La mort du sultan Mourad Ier à Kosovo donna naissance à l'une des histoires les plus dramatiques de l'histoire militaire médiévale. Selon la tradition, les sources primaires sont rares et parfois contradictoires, le noble serbe Miloš Obilić s'approcha du sultan sous prétexte de se rendre ou de trahir les siens. Admis dans la tente royale, il poignarda Mourad.
Ce qui suivit est encore plus frappant : Bayézid, fils de Mourad et nouveau sultan, fit exécuter Miloš sur le champ, et quelques heures plus tard, fit étrangler son propre frère Yakub pour éliminer tout rival au trône. La mort de Mourad fut cachée à l'armée pendant les heures critiques de la bataille pour éviter la panique. Miloš Obilić est devenu le héros national serbe par excellence, symbole du sacrifice suprême, au point que pendant des siècles, les Serbes portaient son nom en signe de piété patriotique.
Généraux impliqués
Les fiches de ces généraux ne sont pas encore disponibles.
Batailles liées
Questions fréquentes
Qui a gagné la bataille de Kosovo en 1389 ?
L'Empire ottoman remporta la bataille de Kosovo, ouvrant la voie à sa domination progressive sur les Balkans. Cependant, la victoire fut chèrement payée : le sultan Mourad Ier lui-même fut assassiné pendant ou après la bataille par le noble serbe Miloš Obilić. Son fils Bayézid prit le commandement et remporta la victoire décisive. Le prince Lazar de Serbie fut capturé et exécuté. Les pertes des deux côtés furent lourdes, et les historiens débattent encore de l'ampleur exacte de la défaite serbe.
Pourquoi la bataille de Kosovo est-elle si importante dans l'histoire serbe ?
La bataille de Kosovo est le moment fondateur le plus important de l'identité nationale serbe. La mort héroïque du prince Lazar et de ses chevaliers fut rapidement transformée en épopée poétique (le Cycle du Kosovo) comparant Lazar au Christ et ses nobles aux apôtres. Ces chants héroïques, transmis oralement pendant cinq siècles sous occupation ottomane, entretinrent la flamme de l'identité serbe et alimentèrent les soulèvements du XIXe siècle. Le Kosovo reste aujourd'hui la région symboliquement la plus sensible pour les Serbes, berceau de leur civilisation orthodoxe médiévale.
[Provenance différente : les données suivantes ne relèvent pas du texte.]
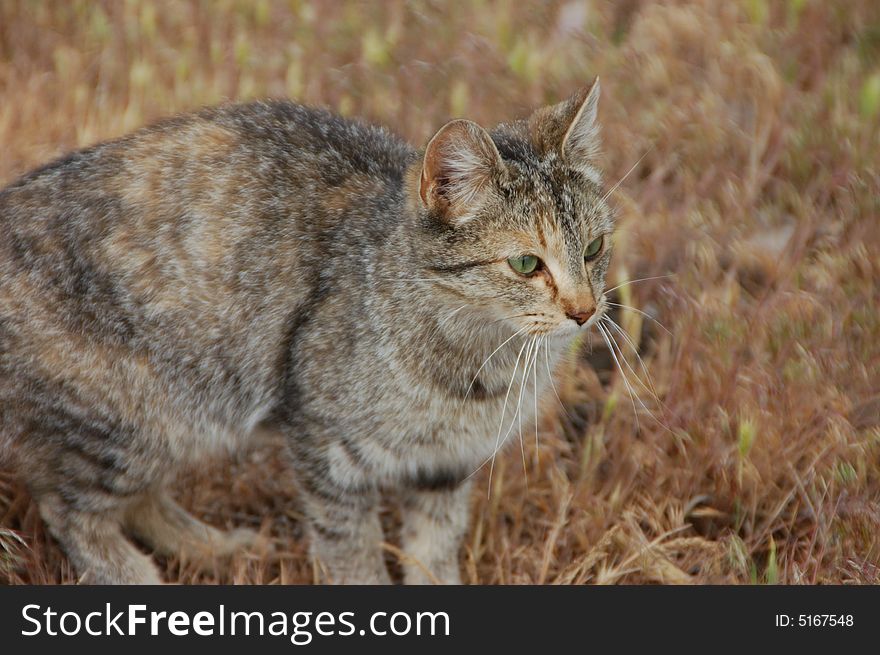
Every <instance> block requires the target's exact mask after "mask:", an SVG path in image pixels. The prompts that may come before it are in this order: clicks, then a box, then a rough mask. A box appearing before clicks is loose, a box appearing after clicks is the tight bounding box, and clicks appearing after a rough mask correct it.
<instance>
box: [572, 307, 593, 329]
mask: <svg viewBox="0 0 880 655" xmlns="http://www.w3.org/2000/svg"><path fill="white" fill-rule="evenodd" d="M595 313H596V308H595V307H589V308H587V309H581V310H579V311H576V312H568V317H569V318H570V319H571V320H573V321H574V322H575V323H577V324H578V325H583V324H584V323H586V322H587V321H589V320H590V317H591V316H592V315H593V314H595Z"/></svg>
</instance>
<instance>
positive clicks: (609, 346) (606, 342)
mask: <svg viewBox="0 0 880 655" xmlns="http://www.w3.org/2000/svg"><path fill="white" fill-rule="evenodd" d="M596 327H597V328H598V329H599V333H600V334H601V335H602V338H603V339H605V345H607V346H608V350H610V351H611V357H612V358H613V359H614V363H615V364H617V370H618V371H619V372H620V377H621V378H622V379H623V384H624V385H625V386H626V390H627V392H629V399H630V402H632V405H633V415H634V416H635V418H636V430H638V431H641V425H640V423H639V411H638V410H637V409H636V401H635V395H634V394H633V390H632V387H631V386H629V380H628V379H627V377H626V373H625V372H624V370H623V367H622V366H621V365H620V362H619V361H618V360H617V353H616V352H615V351H614V346H612V345H611V337H610V335H609V334H608V332H607V331H606V330H605V328H603V327H602V324H601V323H596Z"/></svg>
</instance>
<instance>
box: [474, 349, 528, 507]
mask: <svg viewBox="0 0 880 655" xmlns="http://www.w3.org/2000/svg"><path fill="white" fill-rule="evenodd" d="M526 344H528V342H527V341H524V342H523V345H522V346H521V347H520V349H519V352H518V353H517V355H516V363H515V364H514V365H513V375H511V376H510V384H508V385H507V393H506V394H505V396H504V405H503V406H502V407H501V420H500V421H499V422H498V434H497V435H496V436H495V450H494V452H493V453H492V467H491V468H490V469H489V488H488V490H487V497H491V495H492V473H493V472H494V471H495V453H497V452H498V442H499V441H500V439H501V430H503V429H504V414H505V412H506V411H507V401H508V400H509V399H510V390H511V389H512V388H513V381H514V380H515V379H516V372H517V371H518V370H519V359H520V357H522V352H523V350H525V347H526ZM484 464H485V462H484V463H483V464H481V465H480V468H482V467H483V465H484ZM480 468H478V469H477V471H479V470H480ZM477 471H474V473H476V472H477ZM471 475H473V473H472V474H471ZM468 477H470V476H468Z"/></svg>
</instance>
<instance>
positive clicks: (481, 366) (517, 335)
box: [464, 326, 528, 399]
mask: <svg viewBox="0 0 880 655" xmlns="http://www.w3.org/2000/svg"><path fill="white" fill-rule="evenodd" d="M527 329H528V326H525V327H522V328H520V329H519V330H517V331H516V332H514V333H513V334H512V335H510V336H509V337H508V338H507V339H505V340H504V342H503V343H502V344H501V345H500V346H498V347H497V348H496V349H495V350H493V351H492V353H491V354H490V355H489V356H488V357H487V358H486V360H485V361H484V362H483V363H482V364H480V368H478V369H477V372H476V374H475V375H474V379H473V380H471V383H470V384H469V385H468V388H467V391H466V392H465V394H464V397H465V399H467V397H468V396H469V395H470V393H471V390H472V389H473V388H474V382H476V381H477V378H478V377H479V375H480V371H482V370H483V368H484V367H485V366H486V364H488V363H489V360H490V359H492V357H493V356H494V355H495V353H497V352H498V351H499V350H501V349H502V348H504V346H505V345H507V343H508V342H509V341H510V340H511V339H513V338H514V337H516V336H518V335H520V334H522V333H523V332H525V331H526V330H527ZM523 345H525V342H523Z"/></svg>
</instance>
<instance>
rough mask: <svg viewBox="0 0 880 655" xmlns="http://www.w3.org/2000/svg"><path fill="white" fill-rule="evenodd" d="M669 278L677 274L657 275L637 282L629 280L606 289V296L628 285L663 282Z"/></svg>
mask: <svg viewBox="0 0 880 655" xmlns="http://www.w3.org/2000/svg"><path fill="white" fill-rule="evenodd" d="M667 277H675V273H670V274H669V275H655V276H653V277H640V278H638V279H637V280H627V281H626V282H621V283H620V284H618V285H617V286H616V287H611V288H610V289H605V293H606V294H608V293H611V292H612V291H615V290H617V289H619V288H620V287H622V286H625V285H627V284H635V283H636V282H647V281H648V280H662V279H664V278H667Z"/></svg>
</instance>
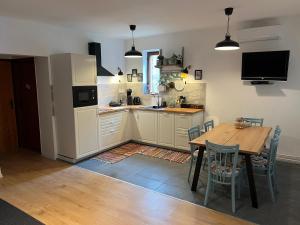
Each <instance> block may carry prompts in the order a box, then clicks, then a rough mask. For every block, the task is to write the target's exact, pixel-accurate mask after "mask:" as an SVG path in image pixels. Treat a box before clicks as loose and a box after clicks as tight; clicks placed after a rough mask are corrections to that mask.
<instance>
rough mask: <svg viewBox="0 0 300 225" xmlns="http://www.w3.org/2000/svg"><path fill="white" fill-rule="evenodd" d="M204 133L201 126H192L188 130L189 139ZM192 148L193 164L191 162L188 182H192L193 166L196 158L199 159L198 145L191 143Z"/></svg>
mask: <svg viewBox="0 0 300 225" xmlns="http://www.w3.org/2000/svg"><path fill="white" fill-rule="evenodd" d="M202 134H203V132H202V131H201V130H200V126H195V127H192V128H190V129H189V130H188V136H189V141H191V140H193V139H195V138H197V137H200V135H202ZM190 149H191V164H190V169H189V175H188V182H190V176H191V171H192V167H193V164H194V163H195V162H196V159H197V157H198V153H199V150H198V146H197V145H193V144H190Z"/></svg>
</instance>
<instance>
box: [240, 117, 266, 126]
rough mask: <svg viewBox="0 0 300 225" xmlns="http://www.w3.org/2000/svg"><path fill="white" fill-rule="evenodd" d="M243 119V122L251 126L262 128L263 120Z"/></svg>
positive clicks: (256, 119)
mask: <svg viewBox="0 0 300 225" xmlns="http://www.w3.org/2000/svg"><path fill="white" fill-rule="evenodd" d="M243 119H244V121H246V122H248V123H249V124H251V126H257V127H262V126H263V123H264V119H263V118H243Z"/></svg>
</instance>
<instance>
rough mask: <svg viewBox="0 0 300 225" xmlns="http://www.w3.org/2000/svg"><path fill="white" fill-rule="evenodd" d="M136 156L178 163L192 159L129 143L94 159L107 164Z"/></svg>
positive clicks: (116, 161)
mask: <svg viewBox="0 0 300 225" xmlns="http://www.w3.org/2000/svg"><path fill="white" fill-rule="evenodd" d="M135 154H142V155H145V156H149V157H154V158H159V159H164V160H168V161H171V162H176V163H185V162H187V161H188V160H189V159H190V157H191V156H190V154H189V153H183V152H176V151H172V150H167V149H163V148H158V147H152V146H147V145H140V144H136V143H128V144H125V145H122V146H120V147H117V148H114V149H112V150H109V151H106V152H103V153H100V154H99V155H97V156H95V157H94V159H97V160H101V161H103V162H105V163H116V162H119V161H121V160H123V159H125V158H127V157H130V156H132V155H135Z"/></svg>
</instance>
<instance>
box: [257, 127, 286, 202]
mask: <svg viewBox="0 0 300 225" xmlns="http://www.w3.org/2000/svg"><path fill="white" fill-rule="evenodd" d="M280 132H281V130H280V128H279V127H278V128H277V132H276V130H275V133H274V136H273V137H272V139H271V143H270V149H269V153H268V155H267V158H265V157H264V156H263V155H262V156H254V157H251V160H252V166H253V171H254V174H255V175H260V176H266V177H267V179H268V186H269V190H270V195H271V199H272V201H273V202H275V192H277V191H278V187H277V169H276V155H277V148H278V143H279V137H280Z"/></svg>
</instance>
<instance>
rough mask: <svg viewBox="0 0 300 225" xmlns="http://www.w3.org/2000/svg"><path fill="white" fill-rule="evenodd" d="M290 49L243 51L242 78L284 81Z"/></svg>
mask: <svg viewBox="0 0 300 225" xmlns="http://www.w3.org/2000/svg"><path fill="white" fill-rule="evenodd" d="M289 57H290V51H288V50H287V51H270V52H244V53H243V58H242V80H254V81H255V80H258V81H259V80H260V81H263V80H279V81H286V80H287V75H288V65H289Z"/></svg>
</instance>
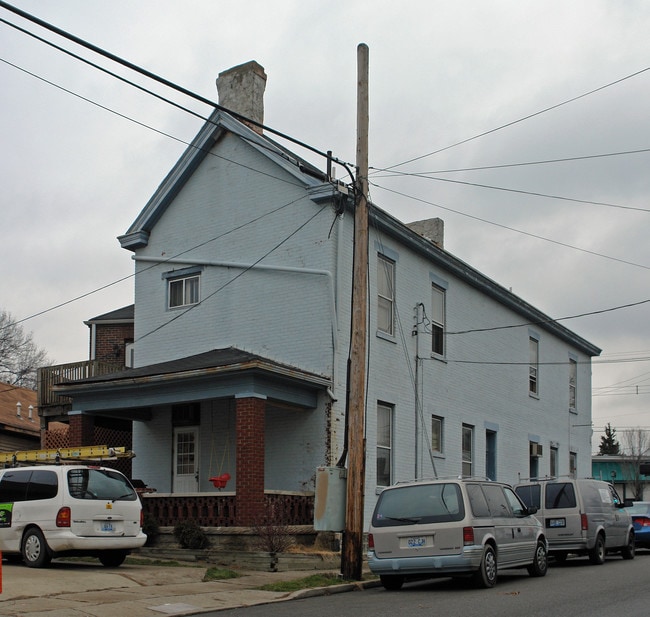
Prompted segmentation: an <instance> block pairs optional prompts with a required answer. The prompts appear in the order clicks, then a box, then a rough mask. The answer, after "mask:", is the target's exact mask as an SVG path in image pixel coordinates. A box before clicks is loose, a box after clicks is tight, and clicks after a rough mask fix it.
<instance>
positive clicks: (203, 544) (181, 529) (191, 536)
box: [174, 521, 210, 549]
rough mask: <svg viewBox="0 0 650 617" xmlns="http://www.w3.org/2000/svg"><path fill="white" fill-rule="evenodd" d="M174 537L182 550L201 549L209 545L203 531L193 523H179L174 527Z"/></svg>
mask: <svg viewBox="0 0 650 617" xmlns="http://www.w3.org/2000/svg"><path fill="white" fill-rule="evenodd" d="M174 537H175V538H176V540H177V541H178V543H179V544H180V545H181V547H182V548H191V549H201V548H207V547H208V546H209V545H210V540H209V539H208V536H207V535H206V533H205V531H203V529H201V527H200V526H199V524H198V523H196V522H195V521H180V522H178V523H176V525H175V526H174Z"/></svg>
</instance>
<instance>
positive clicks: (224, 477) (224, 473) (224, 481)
mask: <svg viewBox="0 0 650 617" xmlns="http://www.w3.org/2000/svg"><path fill="white" fill-rule="evenodd" d="M228 480H230V474H229V473H228V472H226V473H222V474H221V475H220V476H212V477H211V478H210V482H212V484H214V487H215V488H226V484H228Z"/></svg>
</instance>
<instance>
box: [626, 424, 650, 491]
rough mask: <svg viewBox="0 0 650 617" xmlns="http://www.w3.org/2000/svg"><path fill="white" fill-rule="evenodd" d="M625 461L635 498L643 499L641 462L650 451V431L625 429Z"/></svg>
mask: <svg viewBox="0 0 650 617" xmlns="http://www.w3.org/2000/svg"><path fill="white" fill-rule="evenodd" d="M622 442H623V444H622V446H623V447H622V450H623V462H622V465H623V466H624V468H625V471H626V472H627V473H626V475H627V477H629V478H630V482H631V483H632V490H633V492H634V497H633V499H635V500H641V499H643V482H641V469H640V467H641V463H642V462H643V461H645V460H646V459H647V458H648V454H649V453H650V431H647V430H645V429H642V428H638V427H637V428H631V429H626V430H625V431H623V439H622Z"/></svg>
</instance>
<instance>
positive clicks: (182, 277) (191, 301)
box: [163, 268, 202, 309]
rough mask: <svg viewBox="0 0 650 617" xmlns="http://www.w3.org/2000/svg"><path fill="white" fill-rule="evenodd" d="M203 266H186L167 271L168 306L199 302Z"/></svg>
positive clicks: (191, 303)
mask: <svg viewBox="0 0 650 617" xmlns="http://www.w3.org/2000/svg"><path fill="white" fill-rule="evenodd" d="M201 270H202V268H184V269H183V270H176V271H173V272H166V273H165V274H164V275H163V278H164V279H166V280H167V306H168V308H170V309H171V308H178V307H181V306H189V305H191V304H198V303H199V301H200V297H201V296H200V289H201V285H200V278H201Z"/></svg>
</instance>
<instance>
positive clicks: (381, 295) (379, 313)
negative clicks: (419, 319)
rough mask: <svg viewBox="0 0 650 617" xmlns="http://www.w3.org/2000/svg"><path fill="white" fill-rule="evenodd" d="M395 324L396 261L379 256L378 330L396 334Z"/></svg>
mask: <svg viewBox="0 0 650 617" xmlns="http://www.w3.org/2000/svg"><path fill="white" fill-rule="evenodd" d="M394 324H395V262H394V261H392V260H391V259H388V258H387V257H384V256H383V255H378V256H377V330H379V331H380V332H384V333H386V334H390V335H391V336H392V335H393V334H394Z"/></svg>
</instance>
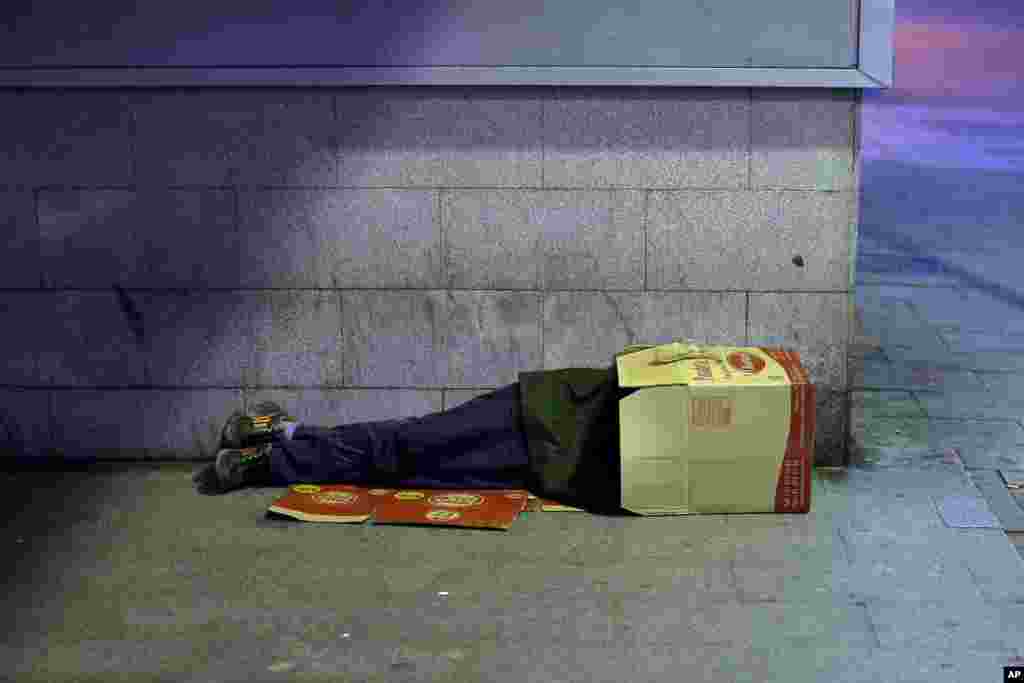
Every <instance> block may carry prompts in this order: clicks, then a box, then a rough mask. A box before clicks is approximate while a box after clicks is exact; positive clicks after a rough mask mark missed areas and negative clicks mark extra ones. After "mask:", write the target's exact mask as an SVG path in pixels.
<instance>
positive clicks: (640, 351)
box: [615, 341, 725, 387]
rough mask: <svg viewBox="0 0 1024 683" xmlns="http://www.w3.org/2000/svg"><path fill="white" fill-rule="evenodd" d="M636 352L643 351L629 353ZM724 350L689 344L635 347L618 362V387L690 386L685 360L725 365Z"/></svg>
mask: <svg viewBox="0 0 1024 683" xmlns="http://www.w3.org/2000/svg"><path fill="white" fill-rule="evenodd" d="M632 348H639V349H640V350H635V351H632V352H629V351H630V349H632ZM723 348H724V347H718V346H708V345H700V344H695V343H692V342H689V341H686V342H671V343H669V344H660V345H658V346H640V345H635V346H632V347H627V351H628V352H627V353H623V354H620V355H618V356H617V357H616V358H615V367H616V370H617V372H618V386H621V387H646V386H663V385H671V384H687V383H688V379H687V378H688V377H689V372H688V370H687V368H686V365H687V364H685V362H682V361H683V360H696V359H699V358H707V359H710V360H715V361H717V362H723V364H724V362H725V359H724V357H723Z"/></svg>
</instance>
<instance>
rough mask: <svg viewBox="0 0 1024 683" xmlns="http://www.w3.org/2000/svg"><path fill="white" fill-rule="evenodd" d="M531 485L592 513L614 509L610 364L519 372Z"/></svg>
mask: <svg viewBox="0 0 1024 683" xmlns="http://www.w3.org/2000/svg"><path fill="white" fill-rule="evenodd" d="M519 390H520V397H521V401H522V422H523V425H522V426H523V429H524V431H525V434H526V440H527V444H528V447H529V474H530V478H531V481H530V482H529V488H530V490H531V492H532V493H534V494H535V495H537V496H540V497H542V498H550V499H553V500H555V501H558V502H560V503H564V504H567V505H571V506H573V507H579V508H584V509H586V510H591V511H594V512H618V511H621V510H622V506H621V481H622V476H621V471H620V465H618V400H620V399H621V398H622V397H624V396H626V395H628V394H630V393H632V392H633V391H635V389H627V390H622V389H620V388H618V381H617V375H616V372H615V367H614V366H611V367H610V368H607V369H604V370H595V369H592V368H568V369H564V370H549V371H540V372H530V373H520V374H519Z"/></svg>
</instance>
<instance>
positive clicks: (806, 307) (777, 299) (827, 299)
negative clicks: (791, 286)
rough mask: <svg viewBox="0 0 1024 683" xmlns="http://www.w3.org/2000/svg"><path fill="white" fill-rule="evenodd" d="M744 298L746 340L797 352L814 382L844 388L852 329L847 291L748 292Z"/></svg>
mask: <svg viewBox="0 0 1024 683" xmlns="http://www.w3.org/2000/svg"><path fill="white" fill-rule="evenodd" d="M748 297H749V299H750V314H749V324H748V328H749V334H750V342H749V343H750V344H752V345H761V344H773V345H779V346H784V347H785V348H788V349H792V350H795V351H798V352H799V353H800V356H801V361H802V362H803V365H804V367H805V368H806V369H807V372H808V374H809V375H810V377H811V381H812V382H814V383H815V384H816V385H818V386H827V387H831V388H835V389H845V388H846V386H847V381H846V370H847V368H846V364H847V347H848V345H849V341H850V327H851V324H850V315H849V313H850V310H849V301H848V297H847V295H846V294H842V293H836V294H821V293H814V294H811V293H797V292H794V293H780V294H768V293H751V294H749V295H748ZM824 321H828V322H827V323H824Z"/></svg>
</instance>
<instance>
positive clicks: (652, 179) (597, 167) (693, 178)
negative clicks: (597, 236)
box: [544, 88, 751, 188]
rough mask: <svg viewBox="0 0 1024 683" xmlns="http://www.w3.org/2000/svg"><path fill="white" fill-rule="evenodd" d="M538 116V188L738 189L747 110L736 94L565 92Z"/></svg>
mask: <svg viewBox="0 0 1024 683" xmlns="http://www.w3.org/2000/svg"><path fill="white" fill-rule="evenodd" d="M544 112H545V121H544V182H545V185H546V186H549V187H580V186H586V187H611V186H614V187H682V186H691V187H692V186H696V187H730V188H739V187H743V186H745V183H746V150H748V148H749V146H748V145H749V143H750V142H749V140H750V127H749V125H750V116H751V104H750V99H749V97H748V96H746V93H745V92H743V91H742V90H740V89H722V90H716V91H715V92H714V93H711V94H696V91H690V92H689V93H687V95H686V96H684V97H680V96H678V95H675V94H670V93H668V92H658V91H657V90H656V89H653V90H649V91H646V93H639V94H638V93H636V92H630V93H629V94H628V95H626V96H623V95H622V94H620V93H615V92H614V91H608V90H607V89H590V88H585V89H579V88H573V89H571V90H565V91H561V90H559V92H558V94H557V96H556V98H555V99H554V100H551V101H548V102H545V110H544Z"/></svg>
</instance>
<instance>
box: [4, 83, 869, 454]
mask: <svg viewBox="0 0 1024 683" xmlns="http://www.w3.org/2000/svg"><path fill="white" fill-rule="evenodd" d="M859 108H860V96H859V93H858V92H857V91H851V90H828V89H750V88H665V89H657V88H570V87H564V88H562V87H547V88H545V87H530V88H516V87H501V88H496V87H466V88H456V87H419V86H412V87H409V86H407V87H378V88H337V89H301V88H291V89H258V88H251V89H236V88H222V89H178V90H172V89H159V90H114V89H112V90H65V91H61V90H8V91H0V111H3V112H4V113H5V116H4V120H3V126H2V127H0V228H2V230H3V233H4V234H5V237H6V240H5V245H6V246H5V249H4V250H3V252H2V253H0V325H2V326H3V329H4V330H5V332H6V334H4V335H3V336H2V337H0V340H2V341H0V346H2V350H3V354H4V356H5V357H6V358H7V362H6V364H5V365H4V366H3V368H2V369H0V404H2V417H3V418H4V425H5V427H6V429H5V433H3V434H0V439H3V441H4V445H5V447H6V452H7V453H8V454H15V455H18V454H19V455H27V456H30V457H32V456H44V455H57V456H62V457H66V458H72V459H74V458H92V457H102V458H111V457H113V458H146V459H154V458H172V459H191V458H206V457H211V456H212V455H213V447H214V445H215V442H216V431H217V429H218V428H219V425H220V424H221V422H222V421H223V419H224V417H225V416H226V415H227V414H228V413H229V411H230V410H232V409H236V408H245V407H246V405H248V404H251V403H252V402H254V401H256V400H259V399H262V398H273V399H279V400H281V401H283V402H284V403H285V404H286V405H287V407H288V408H289V409H290V410H291V411H292V412H293V413H295V414H296V415H297V416H298V417H299V418H300V419H302V420H305V421H307V422H312V423H316V424H326V425H331V424H339V423H342V422H348V421H356V420H374V419H384V418H392V417H403V416H411V415H422V414H425V413H429V412H433V411H439V410H443V409H444V408H451V407H453V405H455V404H458V403H460V402H462V401H464V400H467V399H469V398H470V397H472V396H474V395H477V394H479V393H483V392H485V391H488V390H490V389H493V388H496V387H499V386H502V385H504V384H506V383H510V382H514V381H515V380H516V376H517V373H519V372H521V371H526V370H537V369H551V368H560V367H568V366H578V367H587V366H590V367H601V366H605V365H606V364H608V362H609V361H610V359H611V356H612V354H613V353H615V352H616V351H617V350H620V349H621V348H622V347H623V346H624V345H626V344H629V343H656V342H663V341H671V340H673V339H680V338H691V339H696V340H699V341H702V342H707V343H743V344H774V345H782V346H786V347H790V348H793V349H796V350H798V351H800V352H801V353H802V355H803V357H804V359H805V365H807V366H808V367H809V369H810V373H811V376H812V379H813V381H814V382H815V384H816V385H817V389H818V396H819V397H818V420H819V427H818V443H817V460H818V462H819V463H840V462H842V460H843V458H844V450H845V433H846V430H847V420H848V413H849V411H848V392H847V381H848V380H847V370H846V368H847V354H848V351H849V345H850V334H851V306H850V301H851V296H852V283H853V274H854V273H853V270H852V268H853V263H854V258H855V250H856V225H857V214H858V201H857V200H858V188H859V160H858V154H857V151H858V146H859V145H858V139H857V137H858V133H857V118H858V116H859Z"/></svg>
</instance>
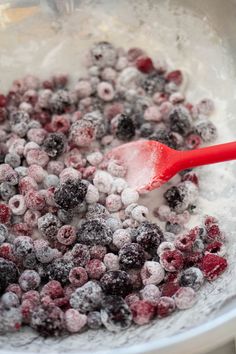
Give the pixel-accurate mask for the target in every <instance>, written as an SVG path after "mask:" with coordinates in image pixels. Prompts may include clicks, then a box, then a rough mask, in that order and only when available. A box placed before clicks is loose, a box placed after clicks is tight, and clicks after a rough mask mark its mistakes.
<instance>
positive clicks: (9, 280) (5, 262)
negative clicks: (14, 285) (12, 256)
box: [0, 258, 19, 294]
mask: <svg viewBox="0 0 236 354" xmlns="http://www.w3.org/2000/svg"><path fill="white" fill-rule="evenodd" d="M18 275H19V271H18V268H17V266H16V265H15V264H14V263H13V262H11V261H8V260H6V259H4V258H0V294H1V293H3V292H4V290H5V289H6V288H7V287H8V285H10V284H12V283H17V279H18Z"/></svg>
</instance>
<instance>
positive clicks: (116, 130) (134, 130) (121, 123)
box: [116, 114, 135, 141]
mask: <svg viewBox="0 0 236 354" xmlns="http://www.w3.org/2000/svg"><path fill="white" fill-rule="evenodd" d="M116 136H117V138H118V139H120V140H124V141H129V140H131V139H132V138H133V137H134V136H135V125H134V122H133V120H132V119H131V118H130V117H128V116H127V115H125V114H121V115H120V117H119V119H118V124H117V128H116Z"/></svg>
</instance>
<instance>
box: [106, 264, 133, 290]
mask: <svg viewBox="0 0 236 354" xmlns="http://www.w3.org/2000/svg"><path fill="white" fill-rule="evenodd" d="M100 284H101V287H102V289H103V291H104V292H105V294H107V295H118V296H126V295H127V294H129V293H130V292H131V290H132V285H131V280H130V278H129V275H128V274H127V273H126V272H124V271H122V270H111V271H109V272H106V273H105V274H104V275H103V277H102V278H101V279H100Z"/></svg>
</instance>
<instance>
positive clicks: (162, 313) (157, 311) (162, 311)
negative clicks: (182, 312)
mask: <svg viewBox="0 0 236 354" xmlns="http://www.w3.org/2000/svg"><path fill="white" fill-rule="evenodd" d="M175 309H176V305H175V300H174V299H172V298H171V297H168V296H162V297H161V298H160V299H159V301H158V303H157V317H158V318H163V317H167V316H169V315H170V314H171V313H172V312H174V311H175Z"/></svg>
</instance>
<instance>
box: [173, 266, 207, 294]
mask: <svg viewBox="0 0 236 354" xmlns="http://www.w3.org/2000/svg"><path fill="white" fill-rule="evenodd" d="M203 282H204V277H203V274H202V271H201V270H200V269H199V268H196V267H191V268H188V269H185V270H184V271H183V273H182V274H181V276H180V279H179V284H180V286H184V287H186V286H187V287H190V288H193V289H194V290H199V289H200V287H201V286H202V284H203Z"/></svg>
Qu'est-il arrivé aux Balkans après la bataille de Kosovo ?
La bataille de Kosovo ne provoqua pas l'annexion immédiate de la Serbie, qui devint d'abord un État vassal tributaire des Ottomans. L'annexion complète n'intervint qu'en 1459. Mais la résistance organisée balkanique était brisée, et les états de la région tombèrent progressivement sous contrôle ottoman : la Bulgarie, la Grèce, l'Albanie, puis la Hongrie méridionale après Mohács (1526). Cette domination ottomane sur les Balkans dura jusqu'au XIXe siècle pour la plupart des peuples concernés, et jusqu'en 1912-1913 pour les derniers territoires lors des guerres balkaniques.